トークセッション:二拠点生活による豊かさとセーフティネットの構築

最後はLIFULL HOME'S PRESS編集長 八久保誠子氏がモデレーターとなり、これまでの登壇者3名とのトークセッションが行われた。

ここからは参加者から多数寄せられた質問の中から、いくつかを紹介しようと思う。

まずは「二拠点生活先をどのように見つけたらいいか」という質問だ。石山氏は「いろいろなな見つけ方があると思いますが、第一歩としておすすめしたいのは、賃貸で借りたり家を買ったりする前に、さまざまなサービスを活用して”ちょっと体験”をしてみることです」と話し、指出氏も大きく頷いていた。
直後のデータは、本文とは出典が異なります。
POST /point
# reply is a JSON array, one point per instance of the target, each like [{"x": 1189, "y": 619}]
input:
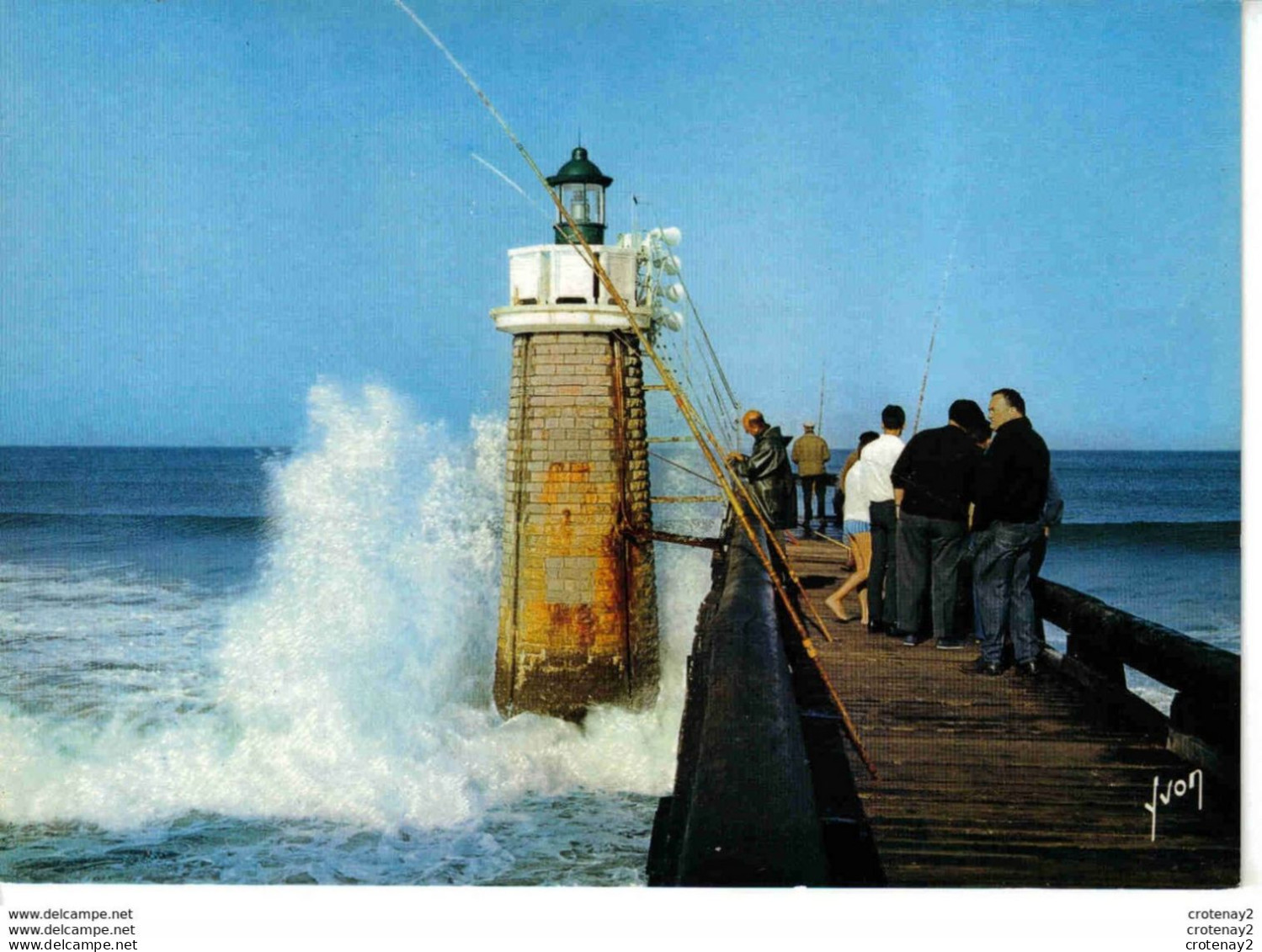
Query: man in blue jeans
[
  {"x": 1009, "y": 497},
  {"x": 881, "y": 455},
  {"x": 933, "y": 483}
]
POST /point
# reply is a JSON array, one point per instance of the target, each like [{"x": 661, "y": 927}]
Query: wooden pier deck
[{"x": 1012, "y": 782}]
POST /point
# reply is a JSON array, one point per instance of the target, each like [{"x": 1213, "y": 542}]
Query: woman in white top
[{"x": 859, "y": 534}]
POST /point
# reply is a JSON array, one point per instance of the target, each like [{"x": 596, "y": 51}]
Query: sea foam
[{"x": 352, "y": 681}]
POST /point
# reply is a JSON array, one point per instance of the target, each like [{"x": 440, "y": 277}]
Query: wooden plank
[{"x": 1009, "y": 782}]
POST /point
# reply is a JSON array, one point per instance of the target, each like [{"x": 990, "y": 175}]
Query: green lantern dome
[
  {"x": 581, "y": 184},
  {"x": 579, "y": 168}
]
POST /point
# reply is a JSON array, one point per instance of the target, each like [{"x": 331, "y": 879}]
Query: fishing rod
[
  {"x": 819, "y": 420},
  {"x": 938, "y": 311}
]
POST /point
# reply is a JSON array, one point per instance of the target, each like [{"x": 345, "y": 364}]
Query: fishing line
[
  {"x": 730, "y": 483},
  {"x": 938, "y": 311},
  {"x": 520, "y": 190}
]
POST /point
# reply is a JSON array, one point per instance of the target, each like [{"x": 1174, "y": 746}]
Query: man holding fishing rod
[
  {"x": 1009, "y": 494},
  {"x": 768, "y": 472}
]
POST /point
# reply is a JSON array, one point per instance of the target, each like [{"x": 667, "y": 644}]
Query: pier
[{"x": 1067, "y": 779}]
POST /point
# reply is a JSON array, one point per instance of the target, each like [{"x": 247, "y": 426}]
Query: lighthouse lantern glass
[{"x": 584, "y": 202}]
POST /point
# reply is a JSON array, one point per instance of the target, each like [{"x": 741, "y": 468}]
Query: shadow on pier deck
[
  {"x": 982, "y": 781},
  {"x": 1016, "y": 782}
]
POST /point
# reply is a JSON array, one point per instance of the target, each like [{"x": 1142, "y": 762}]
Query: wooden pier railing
[
  {"x": 1204, "y": 723},
  {"x": 1004, "y": 781}
]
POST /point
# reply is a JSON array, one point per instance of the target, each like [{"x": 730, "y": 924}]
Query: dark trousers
[
  {"x": 882, "y": 577},
  {"x": 928, "y": 569},
  {"x": 1001, "y": 588},
  {"x": 813, "y": 487}
]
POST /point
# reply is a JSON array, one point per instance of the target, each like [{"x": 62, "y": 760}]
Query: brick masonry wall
[{"x": 578, "y": 614}]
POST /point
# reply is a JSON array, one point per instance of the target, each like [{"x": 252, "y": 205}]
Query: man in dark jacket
[
  {"x": 1009, "y": 494},
  {"x": 933, "y": 483},
  {"x": 768, "y": 471}
]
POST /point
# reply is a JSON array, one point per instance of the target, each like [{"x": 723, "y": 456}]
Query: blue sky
[{"x": 206, "y": 208}]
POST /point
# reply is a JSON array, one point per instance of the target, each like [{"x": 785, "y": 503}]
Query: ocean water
[
  {"x": 274, "y": 666},
  {"x": 257, "y": 666}
]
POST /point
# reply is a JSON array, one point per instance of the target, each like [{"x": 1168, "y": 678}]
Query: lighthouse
[{"x": 578, "y": 605}]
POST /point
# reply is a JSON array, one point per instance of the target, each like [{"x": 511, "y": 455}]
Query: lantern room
[{"x": 581, "y": 187}]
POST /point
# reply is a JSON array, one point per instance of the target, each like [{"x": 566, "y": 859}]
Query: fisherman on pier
[
  {"x": 933, "y": 483},
  {"x": 811, "y": 453},
  {"x": 768, "y": 472},
  {"x": 882, "y": 455}
]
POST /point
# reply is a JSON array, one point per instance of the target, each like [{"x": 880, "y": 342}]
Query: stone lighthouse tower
[{"x": 578, "y": 607}]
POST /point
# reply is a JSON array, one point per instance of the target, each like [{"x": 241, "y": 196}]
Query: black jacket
[
  {"x": 770, "y": 476},
  {"x": 1012, "y": 479},
  {"x": 935, "y": 472}
]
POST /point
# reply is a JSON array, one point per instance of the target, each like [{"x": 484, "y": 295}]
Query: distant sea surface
[{"x": 268, "y": 666}]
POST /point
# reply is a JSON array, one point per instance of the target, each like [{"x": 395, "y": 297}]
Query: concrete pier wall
[{"x": 743, "y": 811}]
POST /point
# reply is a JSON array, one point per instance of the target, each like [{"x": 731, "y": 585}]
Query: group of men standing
[{"x": 977, "y": 486}]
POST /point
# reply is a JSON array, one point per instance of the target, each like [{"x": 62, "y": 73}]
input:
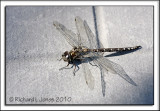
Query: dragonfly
[{"x": 86, "y": 50}]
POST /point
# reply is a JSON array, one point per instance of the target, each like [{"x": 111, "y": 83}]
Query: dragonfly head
[{"x": 66, "y": 56}]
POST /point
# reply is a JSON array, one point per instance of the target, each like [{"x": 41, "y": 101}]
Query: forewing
[
  {"x": 88, "y": 76},
  {"x": 111, "y": 67},
  {"x": 68, "y": 34}
]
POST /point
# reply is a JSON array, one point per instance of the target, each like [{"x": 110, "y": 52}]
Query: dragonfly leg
[
  {"x": 74, "y": 71},
  {"x": 65, "y": 67},
  {"x": 59, "y": 59},
  {"x": 92, "y": 64}
]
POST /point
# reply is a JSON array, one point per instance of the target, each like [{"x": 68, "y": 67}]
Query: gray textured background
[{"x": 33, "y": 46}]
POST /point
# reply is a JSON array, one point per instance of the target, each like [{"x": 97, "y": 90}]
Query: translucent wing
[
  {"x": 88, "y": 76},
  {"x": 112, "y": 67},
  {"x": 68, "y": 34}
]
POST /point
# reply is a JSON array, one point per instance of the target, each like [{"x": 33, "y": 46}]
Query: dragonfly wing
[
  {"x": 88, "y": 76},
  {"x": 103, "y": 83},
  {"x": 68, "y": 34},
  {"x": 111, "y": 67}
]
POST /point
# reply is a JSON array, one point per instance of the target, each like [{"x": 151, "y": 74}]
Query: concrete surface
[{"x": 33, "y": 46}]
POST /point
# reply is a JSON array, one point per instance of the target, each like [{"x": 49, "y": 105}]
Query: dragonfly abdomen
[{"x": 115, "y": 49}]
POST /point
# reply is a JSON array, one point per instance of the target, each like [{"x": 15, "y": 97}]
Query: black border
[{"x": 79, "y": 104}]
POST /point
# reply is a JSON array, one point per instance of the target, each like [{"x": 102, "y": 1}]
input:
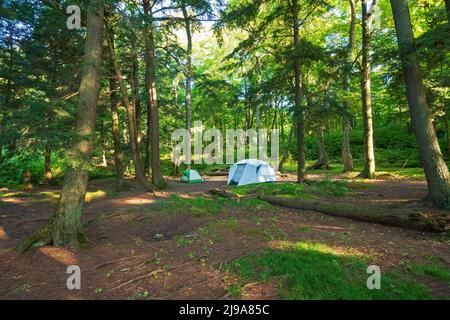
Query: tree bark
[
  {"x": 139, "y": 170},
  {"x": 347, "y": 158},
  {"x": 323, "y": 157},
  {"x": 286, "y": 150},
  {"x": 136, "y": 95},
  {"x": 187, "y": 26},
  {"x": 153, "y": 153},
  {"x": 47, "y": 165},
  {"x": 435, "y": 168},
  {"x": 119, "y": 155},
  {"x": 64, "y": 226},
  {"x": 385, "y": 215},
  {"x": 301, "y": 167},
  {"x": 369, "y": 153},
  {"x": 447, "y": 8},
  {"x": 447, "y": 132}
]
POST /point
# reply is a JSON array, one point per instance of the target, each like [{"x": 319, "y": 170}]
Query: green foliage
[
  {"x": 295, "y": 190},
  {"x": 189, "y": 205},
  {"x": 316, "y": 271}
]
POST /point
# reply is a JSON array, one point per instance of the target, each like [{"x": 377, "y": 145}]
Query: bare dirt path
[{"x": 128, "y": 261}]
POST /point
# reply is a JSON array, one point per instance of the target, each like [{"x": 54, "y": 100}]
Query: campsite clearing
[{"x": 220, "y": 248}]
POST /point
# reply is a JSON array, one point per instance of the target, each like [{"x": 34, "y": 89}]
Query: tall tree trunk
[
  {"x": 301, "y": 168},
  {"x": 119, "y": 155},
  {"x": 139, "y": 169},
  {"x": 64, "y": 226},
  {"x": 447, "y": 133},
  {"x": 369, "y": 153},
  {"x": 153, "y": 154},
  {"x": 347, "y": 158},
  {"x": 47, "y": 165},
  {"x": 447, "y": 8},
  {"x": 286, "y": 150},
  {"x": 1, "y": 132},
  {"x": 436, "y": 170},
  {"x": 136, "y": 95},
  {"x": 322, "y": 161},
  {"x": 187, "y": 26}
]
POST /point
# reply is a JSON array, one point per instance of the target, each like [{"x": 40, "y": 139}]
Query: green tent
[{"x": 191, "y": 176}]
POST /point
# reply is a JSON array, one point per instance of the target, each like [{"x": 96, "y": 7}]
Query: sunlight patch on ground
[
  {"x": 3, "y": 234},
  {"x": 321, "y": 227},
  {"x": 133, "y": 201},
  {"x": 316, "y": 247},
  {"x": 61, "y": 255}
]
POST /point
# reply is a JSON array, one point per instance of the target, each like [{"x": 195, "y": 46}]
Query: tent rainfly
[
  {"x": 191, "y": 176},
  {"x": 251, "y": 171}
]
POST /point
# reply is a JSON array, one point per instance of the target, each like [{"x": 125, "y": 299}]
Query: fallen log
[
  {"x": 385, "y": 215},
  {"x": 231, "y": 195},
  {"x": 224, "y": 194}
]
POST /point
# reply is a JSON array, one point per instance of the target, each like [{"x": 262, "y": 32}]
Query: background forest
[{"x": 231, "y": 65}]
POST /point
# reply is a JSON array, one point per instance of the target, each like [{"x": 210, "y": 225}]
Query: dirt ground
[{"x": 128, "y": 261}]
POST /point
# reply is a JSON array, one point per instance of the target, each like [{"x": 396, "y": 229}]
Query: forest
[{"x": 116, "y": 153}]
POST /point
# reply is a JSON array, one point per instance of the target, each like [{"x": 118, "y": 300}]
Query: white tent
[{"x": 251, "y": 171}]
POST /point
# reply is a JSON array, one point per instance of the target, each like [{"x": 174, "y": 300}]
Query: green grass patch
[
  {"x": 294, "y": 190},
  {"x": 196, "y": 205},
  {"x": 317, "y": 271}
]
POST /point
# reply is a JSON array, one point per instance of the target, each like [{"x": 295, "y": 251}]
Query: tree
[
  {"x": 366, "y": 92},
  {"x": 153, "y": 153},
  {"x": 347, "y": 158},
  {"x": 64, "y": 226},
  {"x": 131, "y": 113},
  {"x": 119, "y": 155},
  {"x": 436, "y": 170},
  {"x": 300, "y": 125}
]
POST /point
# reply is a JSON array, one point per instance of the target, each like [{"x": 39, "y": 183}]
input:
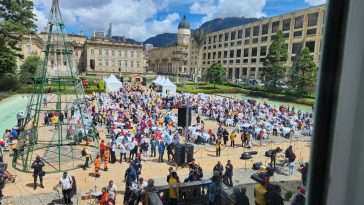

次に「地域の方々のコミュニティにどのように入っていったか」という質問に対し、石山氏は「私の住む地域はかなりつながりの強い場所だったので、そこに入会をするような形で入りました。田舎だといくらお金があっても解決できないことがたくさんあるんです。例えば病院が遠いとか雪かきや草刈りをしなければならないとか。ご近所さんのつながりをつくっていくことはとても重要ですし、おすすめです」と話す。

登壇者同士の質問も飛び交うなど、大いに盛り上がったトークセッション登壇者同士の質問も飛び交うなど、大いに盛り上がったトークセッション

指出氏は「私の場合は2つの都市型のまちの二拠点生活で、住んでいるところも集合住宅です。しかも割と転居の多いエリアなので、特に神戸の方はそこまで濃厚なつながりはありません。コミュニティに入るのは苦手だけどローカルの暮らしをやりたい場合は、例えば中山間地域のあるまちでも、県庁所在地や駅の近くのマンションに住めば、比較的都会的なコミュニケーションの中で暮らしていけるのではないかと思います」とアドバイス。

すると倉石氏は「二地域居住の支援法人制度もそうですが、コンシェルジュをしていただける方々がより公なかたちで活動しやすくなるよう、われわれもしっかり応援していきたいと思っています」と付け加えた。

ほかにも「多拠点になってくると、どこに軸足を置くのか曖昧にならないか」という質問があった。八久保氏も「住民票や住民税のことも含めてどうなのか」と疑問に感じたようだ。これに対し倉石氏は「審議会や国会審議でも、住民票や住民税についての議論は当然ありました。今回用意したフレームでは措置していませんが、今後の課題として議論を進めていければと思っています。またこういった政策は行政だけで考えてもいいものが生まれません。これをスタートとして、官民そして個人の方にもいろいろなアイデアを出していただき、われわれもしっかり耳を傾けていきたいと思っています」と話した。

二拠点生活は、豊かさという側面だけでなく、これからの時代のセーフティネットでもあり、また持続可能な地域をつくるための役割も大きいと感じた。だからこそ国も大きく動き出したのだろう。二拠点生活が新たなスタンダードになっていくのではないかと感じられるオンラインセミナーであった。